On sélectionne nos membres et on leur demande un euro par jour. Et s’ils posent la question, qu’est-ce que cela va leur apporter, de payer 365 euros par an, on répond « c’est très simple, – rien ! ». On ne fait pas de publicité, on ne communique presque pas ; avec cet entretien pour Atabula, c’est notre première interview sur le fond et non pas sur une manifestation concrète. On travaille la culture interne pour qu’elle émerge à l’extérieur.

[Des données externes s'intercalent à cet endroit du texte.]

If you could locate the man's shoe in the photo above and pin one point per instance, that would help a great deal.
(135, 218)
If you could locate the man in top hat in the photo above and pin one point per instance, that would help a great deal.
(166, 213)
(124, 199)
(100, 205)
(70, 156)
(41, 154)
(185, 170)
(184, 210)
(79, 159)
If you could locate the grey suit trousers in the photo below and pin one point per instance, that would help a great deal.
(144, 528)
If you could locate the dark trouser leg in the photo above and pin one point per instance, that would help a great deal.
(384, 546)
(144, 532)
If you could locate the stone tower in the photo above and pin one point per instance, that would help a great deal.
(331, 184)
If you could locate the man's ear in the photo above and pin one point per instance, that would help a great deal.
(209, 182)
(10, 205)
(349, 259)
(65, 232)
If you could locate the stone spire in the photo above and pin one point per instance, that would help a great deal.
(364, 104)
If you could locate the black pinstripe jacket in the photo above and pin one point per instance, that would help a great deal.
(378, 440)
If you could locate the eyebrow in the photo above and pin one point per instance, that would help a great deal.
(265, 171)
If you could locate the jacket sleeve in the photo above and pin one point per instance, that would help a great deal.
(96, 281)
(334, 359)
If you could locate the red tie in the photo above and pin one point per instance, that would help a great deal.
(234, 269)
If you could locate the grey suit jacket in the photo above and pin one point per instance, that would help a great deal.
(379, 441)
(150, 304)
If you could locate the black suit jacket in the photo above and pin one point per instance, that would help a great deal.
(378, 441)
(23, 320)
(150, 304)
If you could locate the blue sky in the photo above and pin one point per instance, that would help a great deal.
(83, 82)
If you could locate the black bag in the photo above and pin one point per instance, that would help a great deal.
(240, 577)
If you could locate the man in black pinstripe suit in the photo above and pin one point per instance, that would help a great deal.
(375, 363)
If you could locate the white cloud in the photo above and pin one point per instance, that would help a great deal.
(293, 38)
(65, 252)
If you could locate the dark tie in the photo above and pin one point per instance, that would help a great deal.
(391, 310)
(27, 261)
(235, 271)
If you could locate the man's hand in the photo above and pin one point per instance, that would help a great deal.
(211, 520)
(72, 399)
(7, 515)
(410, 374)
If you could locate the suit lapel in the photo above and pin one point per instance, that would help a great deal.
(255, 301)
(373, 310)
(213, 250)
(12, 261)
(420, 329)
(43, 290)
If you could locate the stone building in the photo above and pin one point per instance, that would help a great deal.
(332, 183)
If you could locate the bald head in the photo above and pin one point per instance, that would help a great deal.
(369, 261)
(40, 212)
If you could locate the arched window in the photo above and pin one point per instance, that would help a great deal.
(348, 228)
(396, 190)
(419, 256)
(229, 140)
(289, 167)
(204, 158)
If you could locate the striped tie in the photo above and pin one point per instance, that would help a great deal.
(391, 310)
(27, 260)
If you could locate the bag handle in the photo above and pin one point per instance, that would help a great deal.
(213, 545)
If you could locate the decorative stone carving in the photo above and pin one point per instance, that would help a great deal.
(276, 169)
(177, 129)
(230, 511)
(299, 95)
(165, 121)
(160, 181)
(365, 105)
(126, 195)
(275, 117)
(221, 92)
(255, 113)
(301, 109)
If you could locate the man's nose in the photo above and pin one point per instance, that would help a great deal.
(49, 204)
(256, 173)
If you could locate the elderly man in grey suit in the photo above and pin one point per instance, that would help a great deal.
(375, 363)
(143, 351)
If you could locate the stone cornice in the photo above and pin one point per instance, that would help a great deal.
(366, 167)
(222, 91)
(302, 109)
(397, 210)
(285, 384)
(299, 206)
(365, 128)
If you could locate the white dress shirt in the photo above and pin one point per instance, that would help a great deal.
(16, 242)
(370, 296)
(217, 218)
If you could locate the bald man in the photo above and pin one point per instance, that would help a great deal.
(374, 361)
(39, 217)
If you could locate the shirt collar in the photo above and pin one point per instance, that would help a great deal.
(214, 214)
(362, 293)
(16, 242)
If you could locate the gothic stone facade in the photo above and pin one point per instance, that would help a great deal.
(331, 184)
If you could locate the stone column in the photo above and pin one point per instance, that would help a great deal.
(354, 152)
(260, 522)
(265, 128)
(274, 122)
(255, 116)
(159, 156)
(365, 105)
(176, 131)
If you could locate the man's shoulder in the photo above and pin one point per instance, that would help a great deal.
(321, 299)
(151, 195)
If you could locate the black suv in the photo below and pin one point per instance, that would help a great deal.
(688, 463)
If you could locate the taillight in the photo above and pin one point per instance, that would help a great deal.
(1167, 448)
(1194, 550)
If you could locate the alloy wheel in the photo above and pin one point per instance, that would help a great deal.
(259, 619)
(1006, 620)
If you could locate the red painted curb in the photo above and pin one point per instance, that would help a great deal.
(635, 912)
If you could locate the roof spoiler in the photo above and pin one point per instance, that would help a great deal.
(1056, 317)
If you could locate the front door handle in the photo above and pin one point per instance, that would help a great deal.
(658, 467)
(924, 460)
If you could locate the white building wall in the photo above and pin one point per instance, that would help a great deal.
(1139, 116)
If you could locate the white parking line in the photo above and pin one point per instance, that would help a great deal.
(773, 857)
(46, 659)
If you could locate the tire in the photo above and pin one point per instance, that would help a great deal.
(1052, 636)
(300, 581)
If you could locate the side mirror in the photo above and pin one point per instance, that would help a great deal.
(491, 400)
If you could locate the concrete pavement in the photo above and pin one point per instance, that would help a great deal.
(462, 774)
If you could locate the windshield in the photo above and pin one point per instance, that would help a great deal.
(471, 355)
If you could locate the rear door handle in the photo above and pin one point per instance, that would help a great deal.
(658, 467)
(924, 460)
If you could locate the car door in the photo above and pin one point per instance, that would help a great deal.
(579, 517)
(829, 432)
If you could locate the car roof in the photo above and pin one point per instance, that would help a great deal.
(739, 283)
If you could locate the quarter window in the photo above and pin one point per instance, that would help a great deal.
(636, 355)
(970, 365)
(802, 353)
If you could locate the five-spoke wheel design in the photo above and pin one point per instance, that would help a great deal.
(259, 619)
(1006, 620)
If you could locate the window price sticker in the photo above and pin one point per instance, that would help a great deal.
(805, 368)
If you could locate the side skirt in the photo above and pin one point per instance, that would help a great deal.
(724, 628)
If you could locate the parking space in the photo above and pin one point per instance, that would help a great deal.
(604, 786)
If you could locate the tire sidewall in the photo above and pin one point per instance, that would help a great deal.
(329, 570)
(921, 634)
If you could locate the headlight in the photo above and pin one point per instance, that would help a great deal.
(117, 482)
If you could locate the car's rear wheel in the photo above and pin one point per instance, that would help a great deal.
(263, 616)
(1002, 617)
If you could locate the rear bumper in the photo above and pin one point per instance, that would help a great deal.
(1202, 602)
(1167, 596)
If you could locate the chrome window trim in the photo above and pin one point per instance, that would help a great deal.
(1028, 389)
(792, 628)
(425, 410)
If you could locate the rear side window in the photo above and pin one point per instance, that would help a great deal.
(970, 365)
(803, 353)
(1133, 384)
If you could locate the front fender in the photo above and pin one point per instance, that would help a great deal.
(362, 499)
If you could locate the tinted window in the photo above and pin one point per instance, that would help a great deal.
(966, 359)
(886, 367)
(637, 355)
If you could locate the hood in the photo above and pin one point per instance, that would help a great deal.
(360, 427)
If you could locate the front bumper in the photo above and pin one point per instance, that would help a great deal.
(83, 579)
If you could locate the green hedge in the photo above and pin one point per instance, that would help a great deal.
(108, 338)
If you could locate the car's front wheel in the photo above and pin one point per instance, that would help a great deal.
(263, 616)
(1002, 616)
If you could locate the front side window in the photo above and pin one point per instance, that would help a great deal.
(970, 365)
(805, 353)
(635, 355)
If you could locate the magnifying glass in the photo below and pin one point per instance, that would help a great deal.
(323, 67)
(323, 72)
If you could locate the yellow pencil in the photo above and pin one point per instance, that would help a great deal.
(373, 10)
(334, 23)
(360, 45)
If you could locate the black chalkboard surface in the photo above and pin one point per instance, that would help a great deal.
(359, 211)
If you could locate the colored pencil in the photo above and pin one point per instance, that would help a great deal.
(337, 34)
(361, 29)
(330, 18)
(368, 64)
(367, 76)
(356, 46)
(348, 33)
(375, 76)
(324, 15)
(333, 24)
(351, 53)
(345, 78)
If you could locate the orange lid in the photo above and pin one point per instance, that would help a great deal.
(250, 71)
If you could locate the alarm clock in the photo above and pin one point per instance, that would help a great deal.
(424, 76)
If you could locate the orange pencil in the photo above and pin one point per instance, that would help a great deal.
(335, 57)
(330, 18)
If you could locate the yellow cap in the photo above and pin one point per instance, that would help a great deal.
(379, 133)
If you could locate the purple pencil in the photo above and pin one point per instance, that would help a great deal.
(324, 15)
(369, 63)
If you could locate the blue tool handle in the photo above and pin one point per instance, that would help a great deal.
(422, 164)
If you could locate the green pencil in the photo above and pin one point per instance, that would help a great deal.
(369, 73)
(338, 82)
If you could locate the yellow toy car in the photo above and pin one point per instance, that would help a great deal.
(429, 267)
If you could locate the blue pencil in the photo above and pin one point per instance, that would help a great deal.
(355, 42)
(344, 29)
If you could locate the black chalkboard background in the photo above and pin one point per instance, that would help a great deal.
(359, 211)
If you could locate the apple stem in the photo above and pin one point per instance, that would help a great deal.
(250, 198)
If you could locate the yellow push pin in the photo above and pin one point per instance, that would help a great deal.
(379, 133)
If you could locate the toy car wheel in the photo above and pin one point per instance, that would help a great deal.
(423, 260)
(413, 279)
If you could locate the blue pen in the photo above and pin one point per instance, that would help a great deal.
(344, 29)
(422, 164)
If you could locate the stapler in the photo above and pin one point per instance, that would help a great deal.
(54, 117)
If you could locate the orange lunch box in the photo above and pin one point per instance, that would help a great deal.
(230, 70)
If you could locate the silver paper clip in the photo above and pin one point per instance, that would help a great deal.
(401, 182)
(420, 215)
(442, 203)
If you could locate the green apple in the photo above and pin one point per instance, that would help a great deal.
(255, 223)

Concrètement, le CCF est dirigé par Célia Tunc, secrétaire générale du Collège (présente lors de l’interview – Atabula) qui est épaulée de deux personnes, j’ai aussi une collaboratrice et nous avons une personne externe pour les réseaux sociaux. Rajoutez aussi notre comité de réflexion, le CRIO qui inclut les personnes extérieures au Collège, et les bénévoles parmi lesquels il y a des économistes, des juristes, des médecins…

Le CCF s’implique de plus en plus dans l’enseignement professionnel, notamment avec la Charte sur la saisonnalité destinée aux écoles hôtelières. Dans quel but ?

L’éducation est aussi importante que le relationnel pour la culture du métier qu’on espère construire. Le restaurateur notamment a un rôle pédagogique, on fait confiance à son restaurateur quand il parle des produits. On s’est rendu compte en travaillant pendant trois ans avec un grand succès avec Ferrandi, que les écoles forment aux techniques, mais que le métier de cuisinier est bien plus que ça. Il faut savoir choisir le produit et savoir créer une relation avec son producteur. Alors on a créé la Charte sur la saisonnalité qui est désormais signée par huit écoles, plus l’Ecole hôtelière de Lausanne qui signe dans un mois et encore quatre autres dont trois en Alsace qui sont également prêtes. Les écoles s’engagent à mettre en place des modules autours des produits et de la saisonnalité, et on met à leur disposition notre maillage restaurateur – producteurs. On a d’ailleurs approché l’Education nationale qui nous a dit que c’est génial et que maintenant il faut faire un dossier de 3000 pages.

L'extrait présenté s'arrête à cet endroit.